Nie jestem specjalistą od finansów, więc nie wiem na ile oczekiwania Twojego szefa co do kreatywnej księgowości były do obronienia w świetle prawa. Z mojego podwórka mogę powiedzieć, że kilka razy zdarzyło mi się dokonać korzystnej dla firmy interpretacji przepisów, wykorzystując istniejące luki prawne. I nie mam co do tego żadnych wątpliwości, że taka jest moja rola i po to TAKŻE jestem zatrudniona.
A czy chwalić się niechęcią do naginania prawa na rozmowie? Jeśli tak Ci to doskwiera, to raczej tak. Istnieje jednak ryzyko, że nikt nie będzie chciał zatrudnić księgowego, dla którego 2+2 daje zawsze 4…
Jak widzisz jest to wybór moralny.
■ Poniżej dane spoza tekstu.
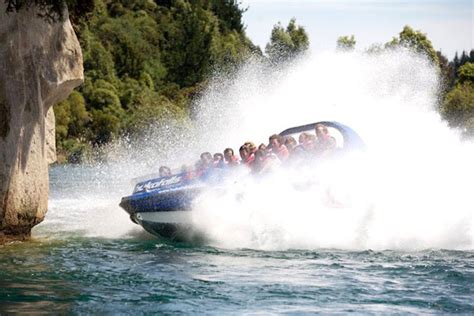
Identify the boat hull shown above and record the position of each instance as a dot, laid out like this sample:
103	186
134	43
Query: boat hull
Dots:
171	225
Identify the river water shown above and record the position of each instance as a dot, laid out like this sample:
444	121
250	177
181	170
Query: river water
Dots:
402	243
87	257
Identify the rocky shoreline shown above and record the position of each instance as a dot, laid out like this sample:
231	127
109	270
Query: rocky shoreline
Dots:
40	64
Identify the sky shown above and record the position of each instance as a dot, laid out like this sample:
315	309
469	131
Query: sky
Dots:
447	23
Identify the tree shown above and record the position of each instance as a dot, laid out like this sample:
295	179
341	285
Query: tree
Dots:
287	43
346	43
53	10
417	41
458	107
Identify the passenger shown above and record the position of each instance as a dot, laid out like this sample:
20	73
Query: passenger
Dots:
325	143
246	156
206	160
229	157
164	171
218	160
278	147
307	141
251	146
290	143
187	171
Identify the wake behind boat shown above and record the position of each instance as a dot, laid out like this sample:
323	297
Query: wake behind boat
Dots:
162	205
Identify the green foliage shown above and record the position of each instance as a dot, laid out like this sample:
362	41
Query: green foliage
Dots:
144	61
285	44
417	41
346	43
466	73
458	107
53	10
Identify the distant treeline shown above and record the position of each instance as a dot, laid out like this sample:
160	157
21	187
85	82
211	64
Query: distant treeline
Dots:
145	61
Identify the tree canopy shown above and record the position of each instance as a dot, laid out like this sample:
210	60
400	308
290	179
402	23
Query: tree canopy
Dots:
287	43
346	43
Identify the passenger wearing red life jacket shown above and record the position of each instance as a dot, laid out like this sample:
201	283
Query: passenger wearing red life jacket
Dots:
229	157
218	161
246	156
278	148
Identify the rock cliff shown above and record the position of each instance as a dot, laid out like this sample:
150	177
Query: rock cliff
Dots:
40	64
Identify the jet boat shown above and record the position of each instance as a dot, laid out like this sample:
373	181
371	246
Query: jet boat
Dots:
162	205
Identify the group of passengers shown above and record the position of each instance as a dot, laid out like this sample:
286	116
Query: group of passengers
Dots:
262	158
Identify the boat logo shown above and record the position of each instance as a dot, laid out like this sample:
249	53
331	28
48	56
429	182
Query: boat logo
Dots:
153	184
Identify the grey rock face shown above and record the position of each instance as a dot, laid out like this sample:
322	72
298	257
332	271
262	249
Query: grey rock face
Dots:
40	64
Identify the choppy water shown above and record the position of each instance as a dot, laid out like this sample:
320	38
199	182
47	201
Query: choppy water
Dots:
403	243
88	258
140	275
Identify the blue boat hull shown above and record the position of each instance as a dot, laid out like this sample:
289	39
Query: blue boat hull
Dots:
162	205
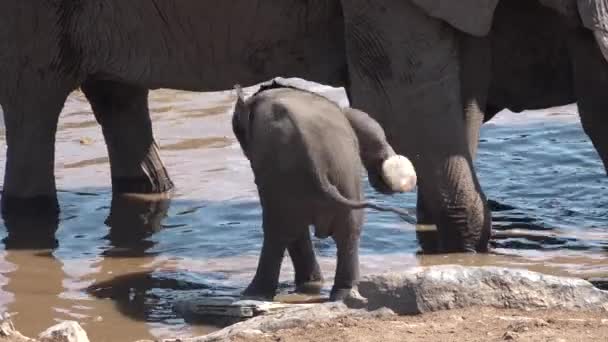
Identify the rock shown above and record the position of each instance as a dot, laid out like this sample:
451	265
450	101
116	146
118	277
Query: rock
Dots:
8	332
426	289
290	316
85	141
66	331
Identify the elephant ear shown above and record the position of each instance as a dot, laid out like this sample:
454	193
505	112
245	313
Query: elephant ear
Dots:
594	14
471	16
567	8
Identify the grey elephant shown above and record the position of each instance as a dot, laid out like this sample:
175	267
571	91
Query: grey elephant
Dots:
306	155
429	71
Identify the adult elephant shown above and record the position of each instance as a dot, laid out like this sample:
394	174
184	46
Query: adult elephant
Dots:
428	70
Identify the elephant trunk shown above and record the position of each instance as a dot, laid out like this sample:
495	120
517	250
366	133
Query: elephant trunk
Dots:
594	14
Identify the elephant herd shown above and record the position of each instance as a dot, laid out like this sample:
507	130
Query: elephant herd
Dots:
429	72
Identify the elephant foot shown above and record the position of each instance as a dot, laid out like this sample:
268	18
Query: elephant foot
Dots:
338	295
142	185
310	287
428	239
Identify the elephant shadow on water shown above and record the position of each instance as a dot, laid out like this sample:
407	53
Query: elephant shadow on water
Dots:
132	225
137	227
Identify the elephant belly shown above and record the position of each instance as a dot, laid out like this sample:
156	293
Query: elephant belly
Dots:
211	45
530	59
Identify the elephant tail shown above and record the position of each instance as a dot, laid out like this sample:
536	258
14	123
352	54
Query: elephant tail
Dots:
334	194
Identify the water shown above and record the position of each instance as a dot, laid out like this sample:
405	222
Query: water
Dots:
539	169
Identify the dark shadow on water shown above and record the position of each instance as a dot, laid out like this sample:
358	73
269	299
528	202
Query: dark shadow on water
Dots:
152	297
132	221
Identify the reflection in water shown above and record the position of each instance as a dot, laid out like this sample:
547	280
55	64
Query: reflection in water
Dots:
121	279
132	220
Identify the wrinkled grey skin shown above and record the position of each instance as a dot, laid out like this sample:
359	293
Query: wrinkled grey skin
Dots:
430	72
304	152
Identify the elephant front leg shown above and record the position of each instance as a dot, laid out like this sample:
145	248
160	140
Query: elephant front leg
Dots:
308	278
590	71
266	280
31	115
277	236
122	111
347	231
404	70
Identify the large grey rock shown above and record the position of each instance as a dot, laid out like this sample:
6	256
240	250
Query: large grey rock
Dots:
291	316
66	331
425	289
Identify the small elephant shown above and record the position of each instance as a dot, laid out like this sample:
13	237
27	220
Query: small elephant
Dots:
306	155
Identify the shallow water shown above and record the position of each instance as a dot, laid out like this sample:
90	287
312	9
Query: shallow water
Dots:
545	180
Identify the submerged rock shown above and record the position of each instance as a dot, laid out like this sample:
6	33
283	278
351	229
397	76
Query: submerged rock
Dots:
8	332
289	316
66	331
425	289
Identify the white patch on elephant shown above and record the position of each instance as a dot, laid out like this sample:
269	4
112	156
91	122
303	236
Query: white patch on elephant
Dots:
602	40
399	173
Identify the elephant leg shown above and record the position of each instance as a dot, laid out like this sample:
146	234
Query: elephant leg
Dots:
266	280
475	73
122	111
475	69
31	116
277	236
409	80
309	278
347	230
591	81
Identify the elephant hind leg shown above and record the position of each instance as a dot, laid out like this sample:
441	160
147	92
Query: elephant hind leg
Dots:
31	113
122	111
308	273
346	233
591	81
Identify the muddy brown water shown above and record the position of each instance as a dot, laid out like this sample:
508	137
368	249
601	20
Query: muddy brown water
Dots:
546	183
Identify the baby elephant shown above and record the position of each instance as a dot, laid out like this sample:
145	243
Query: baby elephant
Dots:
306	155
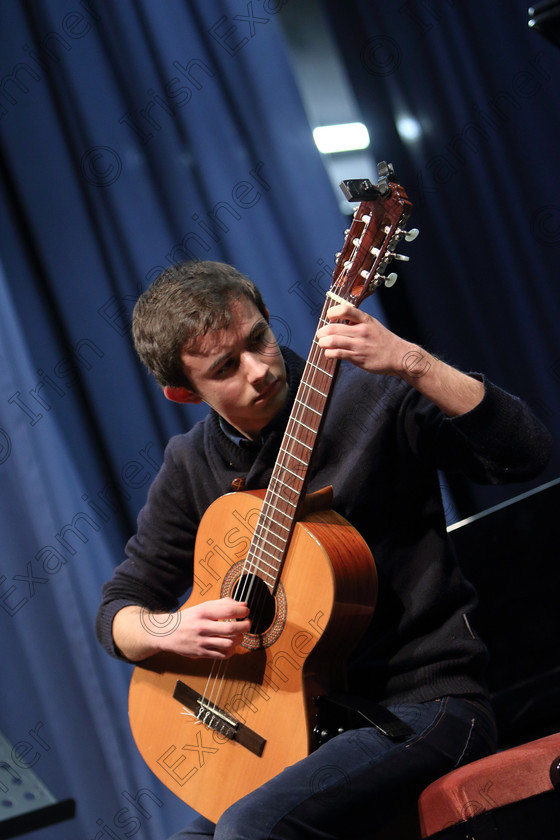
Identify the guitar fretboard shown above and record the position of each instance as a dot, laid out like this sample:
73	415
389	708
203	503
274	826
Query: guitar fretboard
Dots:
276	521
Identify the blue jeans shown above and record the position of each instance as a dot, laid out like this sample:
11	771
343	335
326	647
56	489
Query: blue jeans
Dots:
360	785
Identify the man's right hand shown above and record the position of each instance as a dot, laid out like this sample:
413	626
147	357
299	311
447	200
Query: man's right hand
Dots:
210	630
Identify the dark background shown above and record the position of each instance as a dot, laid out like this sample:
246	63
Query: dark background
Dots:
125	127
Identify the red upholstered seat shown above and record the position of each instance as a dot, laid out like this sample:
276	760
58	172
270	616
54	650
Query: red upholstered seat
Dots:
490	783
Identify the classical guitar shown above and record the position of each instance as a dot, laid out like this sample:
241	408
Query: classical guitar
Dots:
213	731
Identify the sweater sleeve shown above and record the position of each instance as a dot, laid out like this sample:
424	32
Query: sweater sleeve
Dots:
157	571
498	441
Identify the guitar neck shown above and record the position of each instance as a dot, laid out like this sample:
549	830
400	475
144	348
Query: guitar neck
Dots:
378	225
289	476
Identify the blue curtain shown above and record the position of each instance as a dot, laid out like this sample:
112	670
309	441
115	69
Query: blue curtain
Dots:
133	134
475	93
138	132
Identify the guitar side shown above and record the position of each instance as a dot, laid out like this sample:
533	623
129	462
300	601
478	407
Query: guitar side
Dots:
322	607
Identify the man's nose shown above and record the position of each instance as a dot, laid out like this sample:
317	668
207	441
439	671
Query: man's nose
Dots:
256	369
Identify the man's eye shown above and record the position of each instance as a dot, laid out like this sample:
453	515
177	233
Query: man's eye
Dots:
224	368
258	339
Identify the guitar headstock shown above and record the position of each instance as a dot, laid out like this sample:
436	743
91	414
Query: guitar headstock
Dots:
378	225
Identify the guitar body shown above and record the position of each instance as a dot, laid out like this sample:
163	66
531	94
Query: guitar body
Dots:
303	635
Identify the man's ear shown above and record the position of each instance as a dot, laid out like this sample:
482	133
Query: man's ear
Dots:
182	395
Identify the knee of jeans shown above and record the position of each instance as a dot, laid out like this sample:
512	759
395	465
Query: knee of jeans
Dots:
236	823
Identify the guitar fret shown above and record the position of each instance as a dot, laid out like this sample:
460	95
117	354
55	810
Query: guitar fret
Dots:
256	565
307	408
309	385
291	454
280	525
320	369
259	562
283	486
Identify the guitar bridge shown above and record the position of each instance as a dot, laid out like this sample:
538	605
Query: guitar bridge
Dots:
218	719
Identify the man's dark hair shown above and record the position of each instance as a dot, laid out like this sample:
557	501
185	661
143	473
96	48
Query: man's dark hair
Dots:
185	302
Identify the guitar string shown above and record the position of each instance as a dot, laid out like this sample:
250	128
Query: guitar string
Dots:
214	686
295	421
212	697
216	678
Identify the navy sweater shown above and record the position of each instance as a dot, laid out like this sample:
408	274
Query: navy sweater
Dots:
381	447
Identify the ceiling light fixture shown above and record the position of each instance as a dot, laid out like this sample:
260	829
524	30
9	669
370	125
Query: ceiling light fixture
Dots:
346	137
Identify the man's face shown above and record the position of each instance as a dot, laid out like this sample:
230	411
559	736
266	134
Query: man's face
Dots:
239	371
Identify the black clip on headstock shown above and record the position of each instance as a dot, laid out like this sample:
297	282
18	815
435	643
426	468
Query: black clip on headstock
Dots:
361	189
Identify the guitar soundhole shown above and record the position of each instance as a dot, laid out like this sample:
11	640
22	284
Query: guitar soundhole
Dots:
262	605
266	611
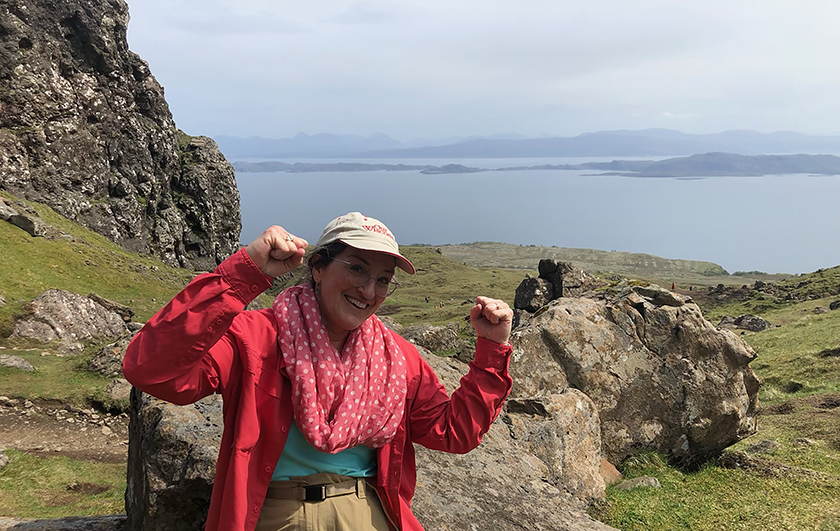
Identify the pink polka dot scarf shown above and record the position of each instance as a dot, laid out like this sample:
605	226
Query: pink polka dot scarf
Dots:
340	401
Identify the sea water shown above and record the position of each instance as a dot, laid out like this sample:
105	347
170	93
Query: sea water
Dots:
772	223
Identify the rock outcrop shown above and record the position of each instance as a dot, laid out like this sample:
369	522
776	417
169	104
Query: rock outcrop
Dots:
108	360
556	279
85	129
746	321
70	318
660	375
172	455
544	449
440	340
15	362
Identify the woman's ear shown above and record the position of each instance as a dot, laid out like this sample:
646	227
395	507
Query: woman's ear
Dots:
317	272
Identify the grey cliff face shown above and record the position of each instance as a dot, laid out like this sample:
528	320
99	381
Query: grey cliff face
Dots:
84	128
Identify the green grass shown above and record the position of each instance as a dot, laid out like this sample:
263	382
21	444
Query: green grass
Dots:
713	498
61	379
52	487
716	499
795	354
804	349
90	263
445	281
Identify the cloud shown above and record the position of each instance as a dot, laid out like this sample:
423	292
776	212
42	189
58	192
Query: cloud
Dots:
434	67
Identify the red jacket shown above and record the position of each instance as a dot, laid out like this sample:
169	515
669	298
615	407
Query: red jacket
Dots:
202	342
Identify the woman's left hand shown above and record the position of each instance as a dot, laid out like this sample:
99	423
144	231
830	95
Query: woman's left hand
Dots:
491	319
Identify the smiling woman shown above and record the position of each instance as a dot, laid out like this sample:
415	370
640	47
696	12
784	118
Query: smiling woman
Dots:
323	402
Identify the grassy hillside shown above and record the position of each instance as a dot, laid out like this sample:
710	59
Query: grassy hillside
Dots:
87	263
794	486
636	265
799	363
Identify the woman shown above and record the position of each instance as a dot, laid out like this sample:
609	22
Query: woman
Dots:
322	402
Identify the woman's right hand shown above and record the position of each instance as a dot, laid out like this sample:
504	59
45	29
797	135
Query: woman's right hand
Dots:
276	251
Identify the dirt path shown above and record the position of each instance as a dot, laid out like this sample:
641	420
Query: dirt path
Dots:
50	428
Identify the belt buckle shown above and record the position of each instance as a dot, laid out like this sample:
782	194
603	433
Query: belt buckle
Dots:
315	493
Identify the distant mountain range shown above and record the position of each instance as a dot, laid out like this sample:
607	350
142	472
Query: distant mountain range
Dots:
704	165
648	142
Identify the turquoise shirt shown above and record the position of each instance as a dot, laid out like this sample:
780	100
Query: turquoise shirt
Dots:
299	458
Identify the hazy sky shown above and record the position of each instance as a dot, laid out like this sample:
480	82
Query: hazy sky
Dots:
435	69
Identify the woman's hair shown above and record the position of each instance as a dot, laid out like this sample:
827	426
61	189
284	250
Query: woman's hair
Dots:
322	256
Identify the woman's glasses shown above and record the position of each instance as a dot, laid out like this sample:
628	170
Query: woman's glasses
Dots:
358	276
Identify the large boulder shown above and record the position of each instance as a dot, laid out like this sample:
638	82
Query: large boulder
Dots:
536	469
172	455
660	375
86	130
68	317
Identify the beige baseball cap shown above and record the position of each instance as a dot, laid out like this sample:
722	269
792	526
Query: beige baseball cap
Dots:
365	233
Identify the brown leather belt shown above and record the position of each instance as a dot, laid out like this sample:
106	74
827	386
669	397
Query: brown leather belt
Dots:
315	493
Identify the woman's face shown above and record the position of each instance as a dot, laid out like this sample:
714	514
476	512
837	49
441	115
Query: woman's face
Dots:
345	307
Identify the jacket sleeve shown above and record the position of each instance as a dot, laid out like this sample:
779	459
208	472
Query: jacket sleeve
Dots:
457	424
186	351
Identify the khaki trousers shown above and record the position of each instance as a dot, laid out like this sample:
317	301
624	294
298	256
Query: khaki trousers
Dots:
348	512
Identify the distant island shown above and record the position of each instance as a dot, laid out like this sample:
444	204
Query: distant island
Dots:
274	166
623	143
703	165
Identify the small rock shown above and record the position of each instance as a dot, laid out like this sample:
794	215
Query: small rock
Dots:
5	401
610	474
15	362
118	389
763	447
639	483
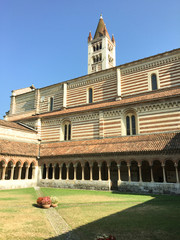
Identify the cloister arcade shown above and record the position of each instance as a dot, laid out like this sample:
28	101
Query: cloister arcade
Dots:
132	171
16	171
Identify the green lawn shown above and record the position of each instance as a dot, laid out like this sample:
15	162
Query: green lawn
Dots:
19	219
126	216
90	213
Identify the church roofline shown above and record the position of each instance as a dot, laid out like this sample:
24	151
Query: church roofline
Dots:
125	101
119	66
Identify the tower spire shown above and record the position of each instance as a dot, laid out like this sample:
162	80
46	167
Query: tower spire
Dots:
101	49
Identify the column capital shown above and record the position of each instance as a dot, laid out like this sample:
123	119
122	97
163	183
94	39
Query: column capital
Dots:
175	164
162	164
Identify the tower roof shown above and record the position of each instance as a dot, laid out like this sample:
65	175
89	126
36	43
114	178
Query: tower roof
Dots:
101	29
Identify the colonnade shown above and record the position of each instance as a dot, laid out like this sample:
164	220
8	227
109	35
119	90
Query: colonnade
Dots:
18	171
144	171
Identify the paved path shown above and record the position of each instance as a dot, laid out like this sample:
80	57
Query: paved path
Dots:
62	230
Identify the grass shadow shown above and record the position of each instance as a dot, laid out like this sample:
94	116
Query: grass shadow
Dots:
156	219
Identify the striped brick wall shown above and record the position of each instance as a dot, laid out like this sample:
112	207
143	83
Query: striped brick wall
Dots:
25	102
137	82
103	89
159	122
53	91
85	129
50	130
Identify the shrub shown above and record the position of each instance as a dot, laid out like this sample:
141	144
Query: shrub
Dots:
54	200
46	201
105	237
39	200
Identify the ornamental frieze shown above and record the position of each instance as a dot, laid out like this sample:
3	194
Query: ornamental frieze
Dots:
159	106
150	65
90	81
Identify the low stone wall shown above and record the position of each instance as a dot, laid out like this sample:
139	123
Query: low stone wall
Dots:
13	184
148	187
132	187
75	184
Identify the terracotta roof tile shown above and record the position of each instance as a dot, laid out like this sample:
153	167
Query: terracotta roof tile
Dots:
13	125
18	148
163	142
157	95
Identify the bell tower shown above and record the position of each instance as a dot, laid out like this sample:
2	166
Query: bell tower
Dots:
101	49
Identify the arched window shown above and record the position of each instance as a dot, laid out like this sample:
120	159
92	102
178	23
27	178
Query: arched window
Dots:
67	130
90	95
154	81
130	124
51	104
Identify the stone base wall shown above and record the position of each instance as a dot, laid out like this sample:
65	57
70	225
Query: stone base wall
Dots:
14	184
149	188
75	184
131	187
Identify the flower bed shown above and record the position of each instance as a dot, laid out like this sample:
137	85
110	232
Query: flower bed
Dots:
105	237
47	202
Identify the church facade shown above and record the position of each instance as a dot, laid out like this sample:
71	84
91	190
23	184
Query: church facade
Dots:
118	127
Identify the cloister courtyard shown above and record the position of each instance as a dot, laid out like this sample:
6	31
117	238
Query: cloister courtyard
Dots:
90	213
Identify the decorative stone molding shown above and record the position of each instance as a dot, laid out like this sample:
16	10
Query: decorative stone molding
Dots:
89	81
155	63
159	106
112	113
86	117
52	122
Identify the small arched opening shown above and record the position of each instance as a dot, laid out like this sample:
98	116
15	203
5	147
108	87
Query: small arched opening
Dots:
170	171
56	176
104	171
86	171
157	171
50	171
78	171
146	171
71	171
64	171
95	171
124	171
134	171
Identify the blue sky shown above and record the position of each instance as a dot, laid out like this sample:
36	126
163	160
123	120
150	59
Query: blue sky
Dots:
44	42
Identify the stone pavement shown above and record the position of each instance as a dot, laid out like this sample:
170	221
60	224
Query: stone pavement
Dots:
61	229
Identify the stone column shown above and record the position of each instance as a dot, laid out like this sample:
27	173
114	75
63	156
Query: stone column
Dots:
75	172
164	174
37	99
3	172
12	172
47	168
129	171
26	175
176	169
60	172
19	173
101	124
41	172
119	171
53	171
33	172
140	172
13	103
100	178
82	172
64	95
67	176
109	173
90	172
118	84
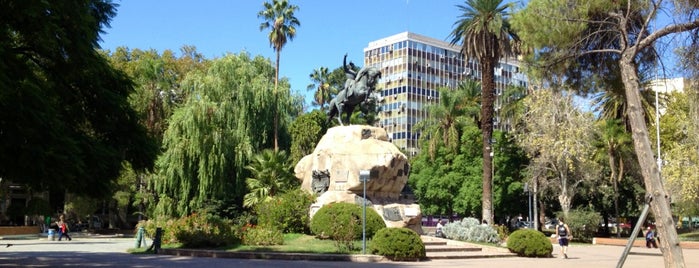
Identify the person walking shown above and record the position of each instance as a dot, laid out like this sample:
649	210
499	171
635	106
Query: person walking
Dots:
564	235
63	229
650	238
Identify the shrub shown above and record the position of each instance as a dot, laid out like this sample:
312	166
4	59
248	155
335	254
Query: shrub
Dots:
529	243
262	236
205	230
397	244
342	222
194	231
469	229
582	223
288	212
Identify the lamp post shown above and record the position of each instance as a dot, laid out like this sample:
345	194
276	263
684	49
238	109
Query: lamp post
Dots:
364	177
529	203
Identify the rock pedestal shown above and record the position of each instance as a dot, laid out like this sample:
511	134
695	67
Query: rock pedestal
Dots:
332	172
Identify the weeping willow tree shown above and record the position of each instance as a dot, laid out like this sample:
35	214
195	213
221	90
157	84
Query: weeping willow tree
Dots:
227	117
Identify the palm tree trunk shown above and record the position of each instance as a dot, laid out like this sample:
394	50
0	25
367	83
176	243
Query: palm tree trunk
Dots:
488	97
660	206
276	105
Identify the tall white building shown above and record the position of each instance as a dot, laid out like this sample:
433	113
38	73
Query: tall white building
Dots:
413	67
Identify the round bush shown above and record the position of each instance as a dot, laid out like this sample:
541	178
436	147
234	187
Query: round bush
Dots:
529	243
335	217
398	244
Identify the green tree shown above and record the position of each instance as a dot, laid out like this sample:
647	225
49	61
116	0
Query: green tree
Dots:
65	123
483	29
616	147
322	87
305	132
271	174
211	138
678	139
558	138
279	19
445	120
560	34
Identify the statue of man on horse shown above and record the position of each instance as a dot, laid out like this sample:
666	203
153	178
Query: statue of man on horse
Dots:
356	91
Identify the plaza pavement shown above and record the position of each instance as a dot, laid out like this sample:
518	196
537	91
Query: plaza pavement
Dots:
109	251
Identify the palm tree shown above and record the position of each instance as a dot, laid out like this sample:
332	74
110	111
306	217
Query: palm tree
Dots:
279	19
321	84
483	29
272	174
445	121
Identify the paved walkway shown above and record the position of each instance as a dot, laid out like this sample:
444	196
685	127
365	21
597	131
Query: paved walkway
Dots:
111	250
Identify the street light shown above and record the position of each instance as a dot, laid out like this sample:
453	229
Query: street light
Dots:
364	177
529	203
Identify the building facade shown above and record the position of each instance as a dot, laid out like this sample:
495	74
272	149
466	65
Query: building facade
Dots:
413	68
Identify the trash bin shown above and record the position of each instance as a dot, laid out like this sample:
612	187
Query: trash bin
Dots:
52	235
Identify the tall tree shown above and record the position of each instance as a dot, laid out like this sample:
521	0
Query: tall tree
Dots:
445	121
279	19
561	33
679	142
212	137
321	85
484	32
271	174
65	123
558	138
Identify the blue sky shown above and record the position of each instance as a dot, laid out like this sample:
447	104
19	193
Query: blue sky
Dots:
329	29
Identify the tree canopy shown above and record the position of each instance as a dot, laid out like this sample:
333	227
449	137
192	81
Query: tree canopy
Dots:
65	122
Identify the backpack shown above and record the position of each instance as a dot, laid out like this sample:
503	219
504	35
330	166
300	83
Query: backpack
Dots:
562	230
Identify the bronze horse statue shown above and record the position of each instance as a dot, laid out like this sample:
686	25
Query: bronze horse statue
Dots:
356	92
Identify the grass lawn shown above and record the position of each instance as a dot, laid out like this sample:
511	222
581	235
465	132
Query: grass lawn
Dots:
693	236
301	243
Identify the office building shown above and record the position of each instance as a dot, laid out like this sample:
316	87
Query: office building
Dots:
413	67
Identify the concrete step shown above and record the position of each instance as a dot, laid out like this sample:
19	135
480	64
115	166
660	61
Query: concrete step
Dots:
440	248
451	249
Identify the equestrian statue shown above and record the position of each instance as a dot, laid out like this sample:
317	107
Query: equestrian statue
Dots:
358	87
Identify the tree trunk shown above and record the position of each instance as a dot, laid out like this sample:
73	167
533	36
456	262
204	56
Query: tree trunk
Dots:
276	105
660	206
488	98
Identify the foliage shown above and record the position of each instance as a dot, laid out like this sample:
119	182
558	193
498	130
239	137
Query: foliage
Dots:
503	232
483	29
271	174
198	230
398	244
38	206
582	223
529	243
306	131
289	212
66	122
470	229
342	222
558	137
680	145
262	235
210	139
81	206
279	18
322	87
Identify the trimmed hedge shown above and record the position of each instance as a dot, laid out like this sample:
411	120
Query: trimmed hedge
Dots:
335	217
399	244
529	243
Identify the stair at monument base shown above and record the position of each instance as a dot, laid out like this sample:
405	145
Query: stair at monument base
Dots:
439	248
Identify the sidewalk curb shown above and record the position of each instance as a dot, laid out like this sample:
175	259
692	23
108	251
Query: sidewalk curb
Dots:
271	255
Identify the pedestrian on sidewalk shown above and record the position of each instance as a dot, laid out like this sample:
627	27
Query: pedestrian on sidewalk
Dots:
63	229
564	235
650	238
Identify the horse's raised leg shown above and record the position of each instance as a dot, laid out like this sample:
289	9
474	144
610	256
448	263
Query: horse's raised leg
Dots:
340	107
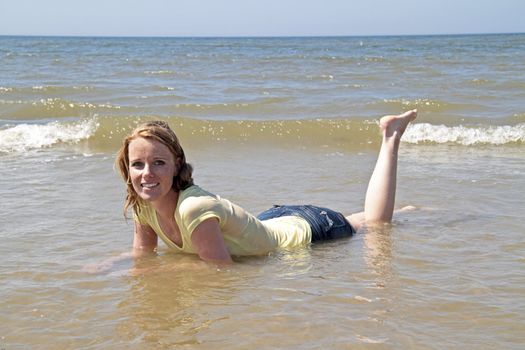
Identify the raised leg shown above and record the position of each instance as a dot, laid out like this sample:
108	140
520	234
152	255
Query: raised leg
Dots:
381	192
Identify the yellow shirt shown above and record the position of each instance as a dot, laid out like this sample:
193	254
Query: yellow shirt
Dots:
243	233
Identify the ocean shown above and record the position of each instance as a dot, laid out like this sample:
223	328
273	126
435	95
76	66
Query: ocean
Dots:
266	121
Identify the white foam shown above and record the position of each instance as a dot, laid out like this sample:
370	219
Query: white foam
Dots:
493	135
23	137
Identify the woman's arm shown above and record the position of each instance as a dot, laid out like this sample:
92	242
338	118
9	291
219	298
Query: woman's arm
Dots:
209	243
144	242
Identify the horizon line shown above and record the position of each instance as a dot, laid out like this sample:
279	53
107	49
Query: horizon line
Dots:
251	36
I pozostawiam go Tobie.
Życzę powodzenia w szukaniu uczciwego miejsca pracy.
Zgodnie z kodeksem pracy pracownik jest obowiązany wykonywać pracę sumiennie i starannie oraz stosować się do poleceń przełożonych, które dotyczą pracy, jeżeli nie są one sprzeczne z przepisami prawa. A contrario – pracownik nie ma obowiązku wykonania polecenia służbowego jeśli jest sprzeczne z prawem. A jeśli je wykonuje, to niestety na własną odpowiedzialność.